Who are these 46 million who are not insured?

health insurance
Liberals have been accused of misrepresenting the data on those who are uninsured. So, I thought I’d take a couple of seconds and set the record straight. The U.S. Census has released a report on income, poverty and health insurance status a couple of months ago. The data is from 2008.

There are 46.3 million people in the United States who do not have health insurance. This has increased from 45.7 million people in 2007. 34 million of these people are American citizens. 9.5 million are not American citizens. This leaves approximately 2.7 million Americans who don’t have health insurance who have become naturalized citizens. So, it is not correct to call them all illegal aliens. (I hate that term. I’ve been pushing “economic refugees” because that accurately describes why they are here.) On the other hand, it is not correct to call them all American citizens. I think this is important. The vast majority of the 46 million Americans without health insurance are American citizens!

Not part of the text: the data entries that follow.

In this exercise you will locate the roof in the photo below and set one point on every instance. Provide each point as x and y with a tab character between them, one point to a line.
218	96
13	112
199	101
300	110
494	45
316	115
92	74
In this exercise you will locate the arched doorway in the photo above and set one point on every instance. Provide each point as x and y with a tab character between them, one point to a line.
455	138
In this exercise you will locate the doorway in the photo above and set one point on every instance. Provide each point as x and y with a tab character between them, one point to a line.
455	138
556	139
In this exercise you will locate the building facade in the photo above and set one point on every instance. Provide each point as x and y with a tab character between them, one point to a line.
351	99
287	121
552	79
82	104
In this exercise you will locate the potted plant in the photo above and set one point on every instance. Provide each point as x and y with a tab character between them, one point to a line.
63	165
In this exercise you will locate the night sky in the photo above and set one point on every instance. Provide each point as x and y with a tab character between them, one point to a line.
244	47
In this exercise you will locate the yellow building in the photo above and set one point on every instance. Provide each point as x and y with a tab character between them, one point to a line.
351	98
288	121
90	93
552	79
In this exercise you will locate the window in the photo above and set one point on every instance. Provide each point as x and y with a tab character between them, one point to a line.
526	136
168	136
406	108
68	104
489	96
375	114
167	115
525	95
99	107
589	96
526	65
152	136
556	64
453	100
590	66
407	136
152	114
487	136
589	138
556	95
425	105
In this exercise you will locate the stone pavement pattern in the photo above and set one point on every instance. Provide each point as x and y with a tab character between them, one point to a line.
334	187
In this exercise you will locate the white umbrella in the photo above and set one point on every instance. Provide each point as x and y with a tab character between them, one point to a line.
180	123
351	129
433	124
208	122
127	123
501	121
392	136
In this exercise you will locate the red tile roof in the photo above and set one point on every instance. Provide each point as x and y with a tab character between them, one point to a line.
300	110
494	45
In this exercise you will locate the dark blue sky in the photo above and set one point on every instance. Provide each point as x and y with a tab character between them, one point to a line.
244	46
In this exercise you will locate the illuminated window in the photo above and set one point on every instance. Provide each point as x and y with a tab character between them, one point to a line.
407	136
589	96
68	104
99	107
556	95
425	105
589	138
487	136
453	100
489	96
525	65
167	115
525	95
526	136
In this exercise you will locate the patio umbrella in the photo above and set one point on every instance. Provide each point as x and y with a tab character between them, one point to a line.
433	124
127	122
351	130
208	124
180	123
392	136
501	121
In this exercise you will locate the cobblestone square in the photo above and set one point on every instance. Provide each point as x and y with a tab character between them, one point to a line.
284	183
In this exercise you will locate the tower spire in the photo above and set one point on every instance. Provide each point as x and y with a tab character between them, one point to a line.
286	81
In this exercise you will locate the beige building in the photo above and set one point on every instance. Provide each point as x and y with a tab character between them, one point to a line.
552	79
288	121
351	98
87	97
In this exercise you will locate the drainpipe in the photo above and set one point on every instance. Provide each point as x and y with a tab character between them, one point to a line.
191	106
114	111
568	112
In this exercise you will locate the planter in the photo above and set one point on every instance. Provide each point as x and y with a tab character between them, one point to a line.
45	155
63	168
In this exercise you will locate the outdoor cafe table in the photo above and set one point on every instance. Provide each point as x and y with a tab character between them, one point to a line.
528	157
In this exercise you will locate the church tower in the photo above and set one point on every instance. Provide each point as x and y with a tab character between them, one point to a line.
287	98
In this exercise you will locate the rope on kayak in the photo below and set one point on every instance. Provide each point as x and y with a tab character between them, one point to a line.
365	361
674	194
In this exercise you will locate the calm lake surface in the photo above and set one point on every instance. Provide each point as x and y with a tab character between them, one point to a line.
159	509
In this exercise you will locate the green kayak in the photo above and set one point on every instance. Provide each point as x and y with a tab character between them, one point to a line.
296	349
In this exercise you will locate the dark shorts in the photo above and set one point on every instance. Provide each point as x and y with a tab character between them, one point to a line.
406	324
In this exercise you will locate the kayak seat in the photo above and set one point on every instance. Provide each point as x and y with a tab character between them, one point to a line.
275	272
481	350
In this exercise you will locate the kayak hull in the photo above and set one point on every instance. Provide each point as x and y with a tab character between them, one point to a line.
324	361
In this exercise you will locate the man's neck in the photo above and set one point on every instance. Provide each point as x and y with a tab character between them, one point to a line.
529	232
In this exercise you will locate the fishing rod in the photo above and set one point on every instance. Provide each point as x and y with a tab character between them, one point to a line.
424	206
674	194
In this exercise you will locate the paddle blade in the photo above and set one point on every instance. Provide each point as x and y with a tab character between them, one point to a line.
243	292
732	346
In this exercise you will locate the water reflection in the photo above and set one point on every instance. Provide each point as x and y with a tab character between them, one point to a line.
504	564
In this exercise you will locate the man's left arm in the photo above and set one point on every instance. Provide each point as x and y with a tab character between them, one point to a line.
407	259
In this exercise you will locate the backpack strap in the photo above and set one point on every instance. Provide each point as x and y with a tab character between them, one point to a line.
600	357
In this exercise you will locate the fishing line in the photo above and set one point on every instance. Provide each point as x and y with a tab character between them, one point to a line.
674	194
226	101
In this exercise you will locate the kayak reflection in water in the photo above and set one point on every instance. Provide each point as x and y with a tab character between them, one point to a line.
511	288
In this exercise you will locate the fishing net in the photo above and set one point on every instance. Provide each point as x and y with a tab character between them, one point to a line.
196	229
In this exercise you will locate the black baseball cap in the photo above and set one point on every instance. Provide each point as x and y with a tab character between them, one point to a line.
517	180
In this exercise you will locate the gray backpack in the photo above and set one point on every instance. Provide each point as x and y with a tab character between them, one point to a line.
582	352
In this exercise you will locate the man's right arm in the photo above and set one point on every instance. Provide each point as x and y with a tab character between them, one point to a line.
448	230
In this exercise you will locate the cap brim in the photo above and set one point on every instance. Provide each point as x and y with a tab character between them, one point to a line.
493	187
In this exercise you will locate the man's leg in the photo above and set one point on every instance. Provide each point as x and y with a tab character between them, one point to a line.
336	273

Now, to jump into the mess, what shall we do with 9.5 million economic refugees were not citizens? Some have suggested we do nothing. Others have said if there’s an emergency, send them to the emergency room; otherwise, do nothing. Here’s my thought. As a surgeon, if I’m at a football game watching my Dallas Cowboys and the guy next to me is coughing up some infectious disease — tuberculosis, influenza, etc… — his health is affecting me. If I’m in New York on a subway or in an elevator, his health affects me and those around me. Also, if these economic refugees get brought into the healthcare system, it will cost me and you less in the long run. Complications of disease always cost more. Preventing those complications should be our goal.

I know that this is a contentious issue. I also know that we need to fix this problem that has been created by corporate greed. If corporations weren’t hiring economic refugees, they wouldn’t be here.